In my experience, people plan for their funeral but forget to plan for their decline. Therefore, a large percentage of people die without ever communicating what’s important to them.
I’ll share the story of one of the 90% and then discuss how communication, or lack thereof, will shape his experience: John was a 78 year old African American male, retired from both the Army and US Postal service. He was forced to take an early retirement from the Post Office due to the effects of chronic illness. He was diagnosed with Congestive Heart Failure, Diabetes and Kidney Disease.
His illnesses took their toll in the last few years of his life. Congestive Heart Failure caused fluid retention forcing tight restrictions on his daily fluid intake. Diabetes caused insulin dependence, and closer to death multiple toe amputations with difficulty healing. He needed to use a walker to get around, and assistance with bathing, shaving, taking his medications and other activities of daily living. Toward the end, John needed to use special eating utensils due to diabetic neuropathy.
John’s wife was his caretaker; she drove him to medical appointments and consulted with doctors about his care options. He did not communicate much about his preferences and priorities around his medical care but often said he was “tired”. He allowed his wife to make all of his medical decisions.
Why Communication Matters:
- It reveals what the patient doesn’t understand, so that medical information can be better explained and decisions are made in alignment with what the patient wants – and does not want.
- It creates a working knowledge of possible scenarios, so that the patient understands what’s happening and their options for treatment, including outcomes, side effects and the impact on quality of life.
- It fosters prioritization, so that the patient becomes an informed participant in his or her own care, choosing treatment options based on what’s important him or her. The doctor-patient relationship becomes collaborative.
Consider the End-of-Life Experience of John:
John is facing a 6-month decline. Death is inevitable. But what we can do is help him die well through communication. Consider two likely scenarios:
- John was hospitalized 6 times in 6 months.
- He spends Thanksgiving in rehab and Christmas in the Emergency Room.
- The last two months of his life are spent in a skilled nursing facility.
- John dies in April, alone after a painful decline in the hospital, which included futile and painful life-sustaining care attempts: Intubation, feeding tube, and dialysis, penal and anal catheterization. Staff uses restraints, hospital bed alarms and mitts to discourage him from pulling tubes out. He is in obvious pain, is unable to tolerate the artificial nutrition and is swelling in all areas due to kidney failure. His wife is unable to decide whether Hospice is appropriate. His family is questioning whether they have made the right decisions.
- Counselor begins speaking with John’s wife; they have seven conversations. During these conversations, Johns wife is able to develop the confidence to start speaking with her husband about his priorities and trade offs.
- John tells her he wants to be at home; he tells her he does not want artificial supports or life prolonging measures if there is no chance he will regain quality. He tells her he has no quality when he is unable to be at home.

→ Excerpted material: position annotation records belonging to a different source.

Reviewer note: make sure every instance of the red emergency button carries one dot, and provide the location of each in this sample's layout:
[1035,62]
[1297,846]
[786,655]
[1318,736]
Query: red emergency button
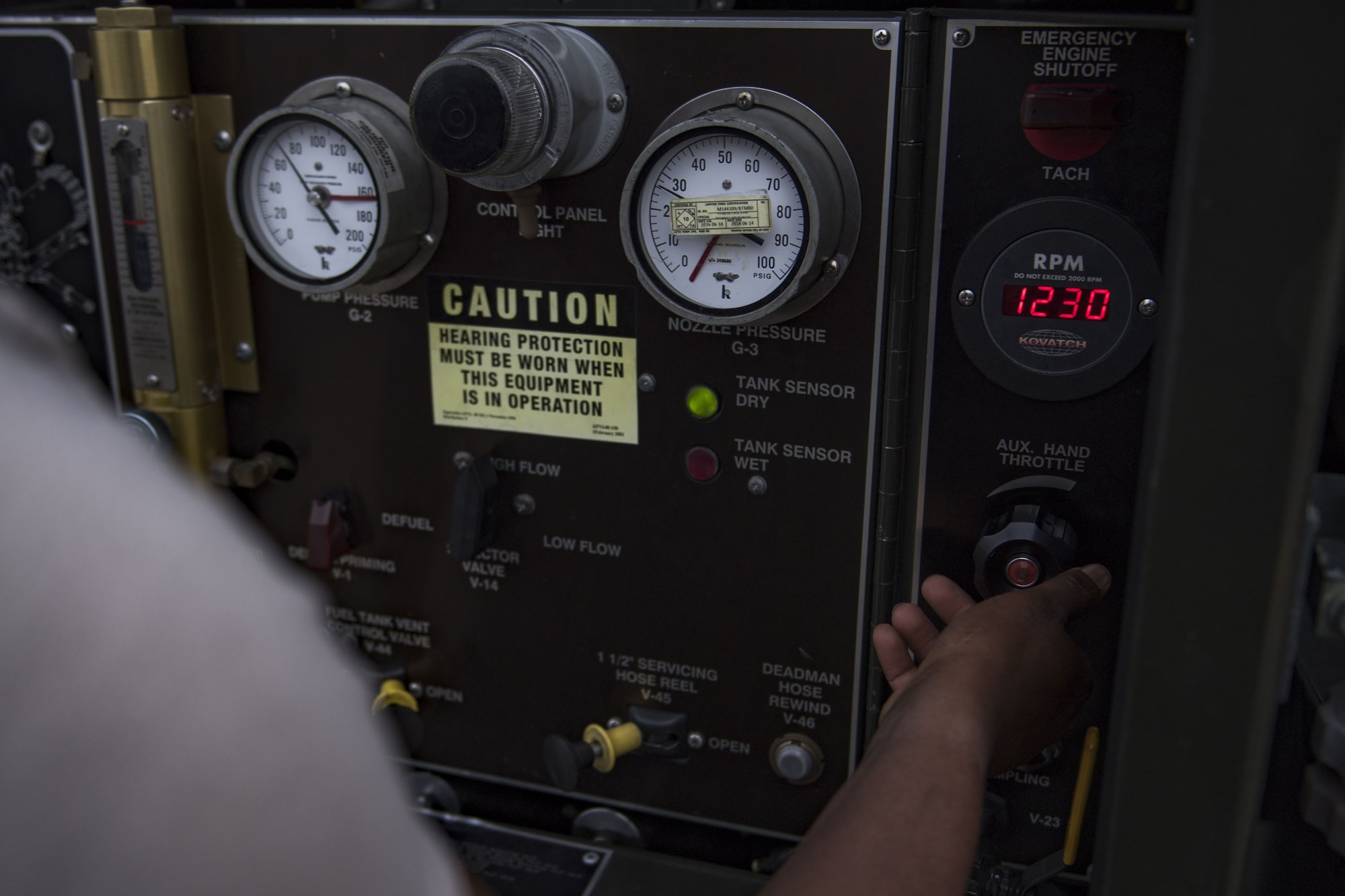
[703,464]
[1023,571]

- As a result of these conversations, John is hospitalized once for Palliative measures and spends Thanksgiving and Christmas at home alongside his family.
- He dies peacefully in March, although one month earlier, he is surrounded by the people he loves.
You can see why communication is paramount.
Take a look at the many differences in the way John dies, and in how his family is affected:
- The family is in the hospital waiting area, making decisions and second-guessing.
- John spent six months in and out of the hospital, missing out on family connections and the opportunity to say goodbye.
- The family comes together to celebrate John, when he passes they are comforted knowing that he died the way he wanted.
- John spent his last six months at home with his family talking about their memories and saying farewell.